She was still wearing her Supergirl costume but she had pulled a pink shirt loose and open over the top of it, soft cotton leaving the S shield uncovered, paired with dark jeans and bare feet. She reached out and brushed her fingers along the sculpture’s surface. Clay dust clung to her skin. Then a knock at the door made her jump.
She swore under her breath and straightened, instinct kicking in. Light rippled over her body as she shifted back, blonde fading to brown, power draining away until Linda Danvers stood there instead. Same clothes. Same nerves. Same apartment. She crossed the room quickly and reached the door before she could overthink it.
When she opened it, her heart dropped.
Sylvia stood there with a hopeful smile and Fred beside her, thinner than before, posture stiff like he was still bracing for pain that had not quite let go of him.
“Hi.” Linda said, suddenly very aware that the pink shirt did not fully hide what was underneath. The famous S shield on show. “Uh… I-I can explain….”
Sylvia’s eyes flicked down, then back up, sharp and amused. “Oh. Yes. She’s very popular in the city now, isn’t she? I heard she stopped some giant yellow monster the other day.”
Linda froze.
Fred cleared his throat, then surprised her by smiling. Not tight. Not forced. Just proud in a quiet way. “She’s doing good work. I met her during all that Final Night crap. She’s impressive.”
Something loosened in her chest. “Uh… thanks?” Linda said softly.
Sylvia stepped forward and kissed her cheek, then glanced past her into the apartment. The curtains closed. The disturbing sculpture sat in plain view. She glanced and saw a collection of empty noodle packets. Her smile softened. “You should come over for dinner. Proper food. No blind dates, I promise.”
Linda laughed, relief bubbling out of her still for getting away with her costume slip. “Deal.” She hesitated, then added, trying to sound casual. “Actually… could I bring someone?”

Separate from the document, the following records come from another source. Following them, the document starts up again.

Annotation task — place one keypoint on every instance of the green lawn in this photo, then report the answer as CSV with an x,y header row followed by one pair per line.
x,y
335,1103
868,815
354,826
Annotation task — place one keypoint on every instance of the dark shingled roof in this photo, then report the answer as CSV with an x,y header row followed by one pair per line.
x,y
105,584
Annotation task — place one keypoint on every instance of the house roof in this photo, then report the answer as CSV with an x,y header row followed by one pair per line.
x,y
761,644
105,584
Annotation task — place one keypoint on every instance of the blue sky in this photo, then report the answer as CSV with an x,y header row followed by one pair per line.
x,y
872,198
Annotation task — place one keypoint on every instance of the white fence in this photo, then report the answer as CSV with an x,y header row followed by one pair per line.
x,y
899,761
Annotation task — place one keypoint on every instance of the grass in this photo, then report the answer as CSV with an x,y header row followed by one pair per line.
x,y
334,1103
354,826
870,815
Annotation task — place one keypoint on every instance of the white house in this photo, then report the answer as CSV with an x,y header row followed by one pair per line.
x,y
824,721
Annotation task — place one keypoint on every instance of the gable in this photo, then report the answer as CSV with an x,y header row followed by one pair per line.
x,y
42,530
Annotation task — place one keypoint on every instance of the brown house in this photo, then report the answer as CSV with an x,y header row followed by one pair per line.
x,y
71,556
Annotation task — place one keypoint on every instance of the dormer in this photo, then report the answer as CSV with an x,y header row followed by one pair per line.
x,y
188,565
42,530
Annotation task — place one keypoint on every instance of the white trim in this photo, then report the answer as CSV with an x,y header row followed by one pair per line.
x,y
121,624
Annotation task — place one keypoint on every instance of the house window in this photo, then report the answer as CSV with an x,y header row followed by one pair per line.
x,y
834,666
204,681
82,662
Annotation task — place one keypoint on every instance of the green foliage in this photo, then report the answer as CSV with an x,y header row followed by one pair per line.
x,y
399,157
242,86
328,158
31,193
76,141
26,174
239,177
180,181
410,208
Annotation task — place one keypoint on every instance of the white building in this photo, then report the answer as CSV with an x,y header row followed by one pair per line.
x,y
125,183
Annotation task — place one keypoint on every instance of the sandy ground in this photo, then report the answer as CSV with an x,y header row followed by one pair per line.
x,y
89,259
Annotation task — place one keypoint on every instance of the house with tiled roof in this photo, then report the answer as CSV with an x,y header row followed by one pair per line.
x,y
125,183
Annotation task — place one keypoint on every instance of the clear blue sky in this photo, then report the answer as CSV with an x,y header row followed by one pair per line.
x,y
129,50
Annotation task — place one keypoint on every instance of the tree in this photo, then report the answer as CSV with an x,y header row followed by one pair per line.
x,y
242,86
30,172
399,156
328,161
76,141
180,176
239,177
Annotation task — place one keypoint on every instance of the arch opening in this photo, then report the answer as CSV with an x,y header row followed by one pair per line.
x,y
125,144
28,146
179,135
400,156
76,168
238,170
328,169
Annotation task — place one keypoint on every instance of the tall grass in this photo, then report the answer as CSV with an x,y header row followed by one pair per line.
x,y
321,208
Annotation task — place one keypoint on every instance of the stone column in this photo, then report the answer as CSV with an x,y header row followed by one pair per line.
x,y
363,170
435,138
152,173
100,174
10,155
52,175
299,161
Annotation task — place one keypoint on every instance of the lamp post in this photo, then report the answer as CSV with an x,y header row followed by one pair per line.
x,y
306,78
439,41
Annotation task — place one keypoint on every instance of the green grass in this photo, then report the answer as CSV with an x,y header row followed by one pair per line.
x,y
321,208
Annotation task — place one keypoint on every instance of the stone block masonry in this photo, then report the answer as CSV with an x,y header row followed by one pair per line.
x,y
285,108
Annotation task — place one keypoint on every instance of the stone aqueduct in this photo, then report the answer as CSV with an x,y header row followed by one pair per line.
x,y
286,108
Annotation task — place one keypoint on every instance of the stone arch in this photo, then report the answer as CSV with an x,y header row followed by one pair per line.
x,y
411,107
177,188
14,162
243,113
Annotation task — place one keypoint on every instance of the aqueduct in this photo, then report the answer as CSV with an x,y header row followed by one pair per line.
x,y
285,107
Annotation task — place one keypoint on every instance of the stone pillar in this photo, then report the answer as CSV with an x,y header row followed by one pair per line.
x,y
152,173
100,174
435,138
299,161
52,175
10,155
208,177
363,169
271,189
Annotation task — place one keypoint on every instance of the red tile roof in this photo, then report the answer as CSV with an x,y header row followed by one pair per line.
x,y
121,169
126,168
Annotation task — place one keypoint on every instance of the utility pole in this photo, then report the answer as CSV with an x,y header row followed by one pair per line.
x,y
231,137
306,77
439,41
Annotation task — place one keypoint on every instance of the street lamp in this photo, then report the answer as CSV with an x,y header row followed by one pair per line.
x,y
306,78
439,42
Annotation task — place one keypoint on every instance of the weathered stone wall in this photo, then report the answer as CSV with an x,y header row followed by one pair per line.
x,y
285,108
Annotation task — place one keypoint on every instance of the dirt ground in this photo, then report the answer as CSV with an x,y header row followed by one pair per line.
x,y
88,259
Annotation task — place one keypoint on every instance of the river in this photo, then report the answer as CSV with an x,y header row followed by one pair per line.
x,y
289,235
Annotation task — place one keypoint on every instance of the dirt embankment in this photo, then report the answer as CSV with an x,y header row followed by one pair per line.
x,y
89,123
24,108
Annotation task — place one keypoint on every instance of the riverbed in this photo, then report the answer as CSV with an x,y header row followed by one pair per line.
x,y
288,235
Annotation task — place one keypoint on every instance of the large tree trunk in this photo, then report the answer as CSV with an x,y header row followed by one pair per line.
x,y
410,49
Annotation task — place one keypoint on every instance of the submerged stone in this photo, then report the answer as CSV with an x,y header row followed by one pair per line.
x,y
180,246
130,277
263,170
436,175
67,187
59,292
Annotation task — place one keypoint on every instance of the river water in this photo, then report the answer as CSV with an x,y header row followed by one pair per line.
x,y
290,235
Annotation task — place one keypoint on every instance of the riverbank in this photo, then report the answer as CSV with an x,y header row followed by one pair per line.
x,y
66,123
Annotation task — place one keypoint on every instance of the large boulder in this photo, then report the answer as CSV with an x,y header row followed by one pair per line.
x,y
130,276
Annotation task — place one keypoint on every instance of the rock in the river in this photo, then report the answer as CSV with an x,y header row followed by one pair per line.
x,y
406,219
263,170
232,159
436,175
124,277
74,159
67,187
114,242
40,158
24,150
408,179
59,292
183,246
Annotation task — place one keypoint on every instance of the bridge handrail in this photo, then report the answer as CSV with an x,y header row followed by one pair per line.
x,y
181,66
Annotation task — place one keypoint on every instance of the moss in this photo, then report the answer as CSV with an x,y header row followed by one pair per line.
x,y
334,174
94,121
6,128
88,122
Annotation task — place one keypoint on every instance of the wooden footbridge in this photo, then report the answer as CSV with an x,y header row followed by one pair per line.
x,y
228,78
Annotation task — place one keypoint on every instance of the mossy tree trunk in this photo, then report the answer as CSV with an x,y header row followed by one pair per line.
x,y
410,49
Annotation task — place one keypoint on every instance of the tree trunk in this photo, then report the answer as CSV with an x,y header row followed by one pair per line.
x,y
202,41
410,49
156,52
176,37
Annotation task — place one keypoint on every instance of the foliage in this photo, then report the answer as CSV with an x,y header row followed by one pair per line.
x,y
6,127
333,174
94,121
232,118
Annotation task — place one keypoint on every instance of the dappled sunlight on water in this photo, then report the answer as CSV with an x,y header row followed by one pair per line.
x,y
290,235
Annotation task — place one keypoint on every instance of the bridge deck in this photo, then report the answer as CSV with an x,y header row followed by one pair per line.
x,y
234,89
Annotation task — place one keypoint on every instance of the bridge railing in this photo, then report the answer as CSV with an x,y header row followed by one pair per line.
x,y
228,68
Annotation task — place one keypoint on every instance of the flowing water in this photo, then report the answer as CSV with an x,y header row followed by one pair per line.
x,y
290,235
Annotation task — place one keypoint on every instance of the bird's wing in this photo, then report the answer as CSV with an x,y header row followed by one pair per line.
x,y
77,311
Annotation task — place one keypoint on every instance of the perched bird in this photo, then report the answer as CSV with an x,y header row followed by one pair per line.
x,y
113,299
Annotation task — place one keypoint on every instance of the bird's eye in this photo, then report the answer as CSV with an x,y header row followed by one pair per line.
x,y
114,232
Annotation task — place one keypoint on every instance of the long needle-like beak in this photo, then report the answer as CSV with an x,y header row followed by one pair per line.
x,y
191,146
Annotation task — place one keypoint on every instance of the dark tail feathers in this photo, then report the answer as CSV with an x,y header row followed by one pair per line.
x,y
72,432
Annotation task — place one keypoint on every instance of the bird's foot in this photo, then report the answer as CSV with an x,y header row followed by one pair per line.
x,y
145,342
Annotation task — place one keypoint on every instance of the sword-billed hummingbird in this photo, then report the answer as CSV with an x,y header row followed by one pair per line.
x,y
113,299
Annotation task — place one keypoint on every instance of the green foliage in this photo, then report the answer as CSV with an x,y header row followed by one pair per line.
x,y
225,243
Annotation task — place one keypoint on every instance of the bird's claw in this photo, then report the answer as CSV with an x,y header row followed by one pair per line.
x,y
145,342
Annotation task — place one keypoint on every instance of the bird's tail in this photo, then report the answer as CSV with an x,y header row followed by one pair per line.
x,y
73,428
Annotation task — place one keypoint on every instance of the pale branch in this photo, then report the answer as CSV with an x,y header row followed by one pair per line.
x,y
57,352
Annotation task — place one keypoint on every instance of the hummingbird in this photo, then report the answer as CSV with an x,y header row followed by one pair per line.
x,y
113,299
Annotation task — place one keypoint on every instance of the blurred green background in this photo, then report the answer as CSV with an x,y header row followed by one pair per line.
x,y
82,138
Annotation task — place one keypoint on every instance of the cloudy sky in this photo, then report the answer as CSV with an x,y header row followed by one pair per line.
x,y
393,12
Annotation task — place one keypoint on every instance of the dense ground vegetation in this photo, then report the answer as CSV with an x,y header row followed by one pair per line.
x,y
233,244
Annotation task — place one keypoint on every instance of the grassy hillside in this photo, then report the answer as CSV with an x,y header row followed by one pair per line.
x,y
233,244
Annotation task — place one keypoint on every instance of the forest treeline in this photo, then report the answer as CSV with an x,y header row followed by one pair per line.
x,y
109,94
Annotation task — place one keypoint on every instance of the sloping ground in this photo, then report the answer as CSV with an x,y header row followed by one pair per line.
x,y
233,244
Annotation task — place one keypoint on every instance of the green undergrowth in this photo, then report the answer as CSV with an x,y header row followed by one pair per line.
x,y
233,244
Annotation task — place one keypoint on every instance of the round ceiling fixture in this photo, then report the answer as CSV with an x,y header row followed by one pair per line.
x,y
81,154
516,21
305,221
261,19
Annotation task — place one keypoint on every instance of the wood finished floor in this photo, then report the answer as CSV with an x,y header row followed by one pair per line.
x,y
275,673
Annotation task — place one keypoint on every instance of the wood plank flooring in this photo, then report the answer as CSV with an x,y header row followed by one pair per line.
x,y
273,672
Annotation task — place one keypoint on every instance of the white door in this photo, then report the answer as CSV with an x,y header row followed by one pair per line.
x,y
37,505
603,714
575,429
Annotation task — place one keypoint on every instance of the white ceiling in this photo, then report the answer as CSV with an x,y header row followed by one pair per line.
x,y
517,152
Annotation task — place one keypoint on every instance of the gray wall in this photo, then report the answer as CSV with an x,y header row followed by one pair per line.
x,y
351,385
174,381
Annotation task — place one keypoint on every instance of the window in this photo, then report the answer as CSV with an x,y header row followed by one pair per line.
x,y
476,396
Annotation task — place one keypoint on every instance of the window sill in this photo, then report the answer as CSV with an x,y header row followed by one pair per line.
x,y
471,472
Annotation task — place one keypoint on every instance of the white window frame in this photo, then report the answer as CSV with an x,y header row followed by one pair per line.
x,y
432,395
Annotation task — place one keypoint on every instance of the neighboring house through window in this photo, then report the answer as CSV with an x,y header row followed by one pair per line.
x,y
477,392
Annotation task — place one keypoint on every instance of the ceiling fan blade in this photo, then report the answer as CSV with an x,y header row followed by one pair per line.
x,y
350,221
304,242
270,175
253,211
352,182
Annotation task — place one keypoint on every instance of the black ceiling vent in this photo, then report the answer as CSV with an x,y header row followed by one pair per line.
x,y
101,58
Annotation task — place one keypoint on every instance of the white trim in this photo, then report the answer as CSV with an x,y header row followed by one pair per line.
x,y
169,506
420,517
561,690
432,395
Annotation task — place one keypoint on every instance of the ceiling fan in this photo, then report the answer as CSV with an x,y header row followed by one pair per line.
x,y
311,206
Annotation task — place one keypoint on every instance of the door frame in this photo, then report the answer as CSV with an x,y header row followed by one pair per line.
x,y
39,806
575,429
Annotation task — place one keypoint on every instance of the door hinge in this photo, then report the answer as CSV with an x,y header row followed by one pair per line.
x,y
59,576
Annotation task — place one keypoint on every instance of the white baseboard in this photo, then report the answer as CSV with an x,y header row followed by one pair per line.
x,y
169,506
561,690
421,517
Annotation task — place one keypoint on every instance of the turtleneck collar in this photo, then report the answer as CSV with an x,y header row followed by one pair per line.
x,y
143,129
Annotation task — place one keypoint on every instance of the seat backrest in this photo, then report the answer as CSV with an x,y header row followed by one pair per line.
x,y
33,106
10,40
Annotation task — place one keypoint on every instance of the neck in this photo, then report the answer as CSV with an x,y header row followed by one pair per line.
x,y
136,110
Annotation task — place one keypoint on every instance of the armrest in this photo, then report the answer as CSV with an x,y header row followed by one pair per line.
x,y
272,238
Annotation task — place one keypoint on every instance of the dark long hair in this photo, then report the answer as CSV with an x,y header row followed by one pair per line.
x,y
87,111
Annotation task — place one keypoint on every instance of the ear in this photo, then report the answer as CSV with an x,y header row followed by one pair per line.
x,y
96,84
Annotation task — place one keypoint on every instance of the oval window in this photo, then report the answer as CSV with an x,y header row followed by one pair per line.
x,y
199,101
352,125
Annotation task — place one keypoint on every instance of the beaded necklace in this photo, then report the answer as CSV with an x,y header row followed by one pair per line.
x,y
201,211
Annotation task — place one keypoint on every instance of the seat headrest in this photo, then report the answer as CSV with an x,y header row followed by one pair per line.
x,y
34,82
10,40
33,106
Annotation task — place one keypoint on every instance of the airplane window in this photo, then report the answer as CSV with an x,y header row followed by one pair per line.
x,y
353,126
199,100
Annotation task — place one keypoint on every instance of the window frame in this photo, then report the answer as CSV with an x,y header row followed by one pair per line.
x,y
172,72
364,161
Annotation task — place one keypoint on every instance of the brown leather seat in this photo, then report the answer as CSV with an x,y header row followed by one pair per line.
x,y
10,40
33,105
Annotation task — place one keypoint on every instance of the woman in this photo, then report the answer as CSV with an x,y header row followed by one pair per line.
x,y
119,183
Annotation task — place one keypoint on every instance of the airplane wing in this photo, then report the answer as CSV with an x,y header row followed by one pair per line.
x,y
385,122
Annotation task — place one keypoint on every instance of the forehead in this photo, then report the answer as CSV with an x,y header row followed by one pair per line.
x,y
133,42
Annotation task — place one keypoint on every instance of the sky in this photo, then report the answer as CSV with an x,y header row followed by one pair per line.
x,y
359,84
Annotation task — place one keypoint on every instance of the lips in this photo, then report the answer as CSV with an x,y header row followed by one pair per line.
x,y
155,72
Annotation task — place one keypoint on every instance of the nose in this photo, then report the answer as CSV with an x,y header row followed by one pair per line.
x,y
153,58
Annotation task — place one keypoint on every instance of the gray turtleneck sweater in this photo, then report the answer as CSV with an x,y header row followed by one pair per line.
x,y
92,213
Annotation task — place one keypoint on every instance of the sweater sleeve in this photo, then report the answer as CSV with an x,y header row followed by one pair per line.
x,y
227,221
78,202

Sylvia’s eyebrows lifted, delighted. Fred looked surprised, then nodded once like he approved of the idea on principle alone. “Of course, we’d love that.”
Linda smiled, already thinking of a voice on an answering machine and a folded scrap of paper in her jeans pocket. “Okay, yeah. I’d like that.”
Linda’s first day of summer session at Leesburg College felt like she had wandered onto the wrong set. She paused outside the arts building, fingers flexing unconsciously now that her injured hand was finally free of its bandages. The skin felt tight and tender, pink where it was still healing. It ached in a dull, irritating way that reminded her she was human.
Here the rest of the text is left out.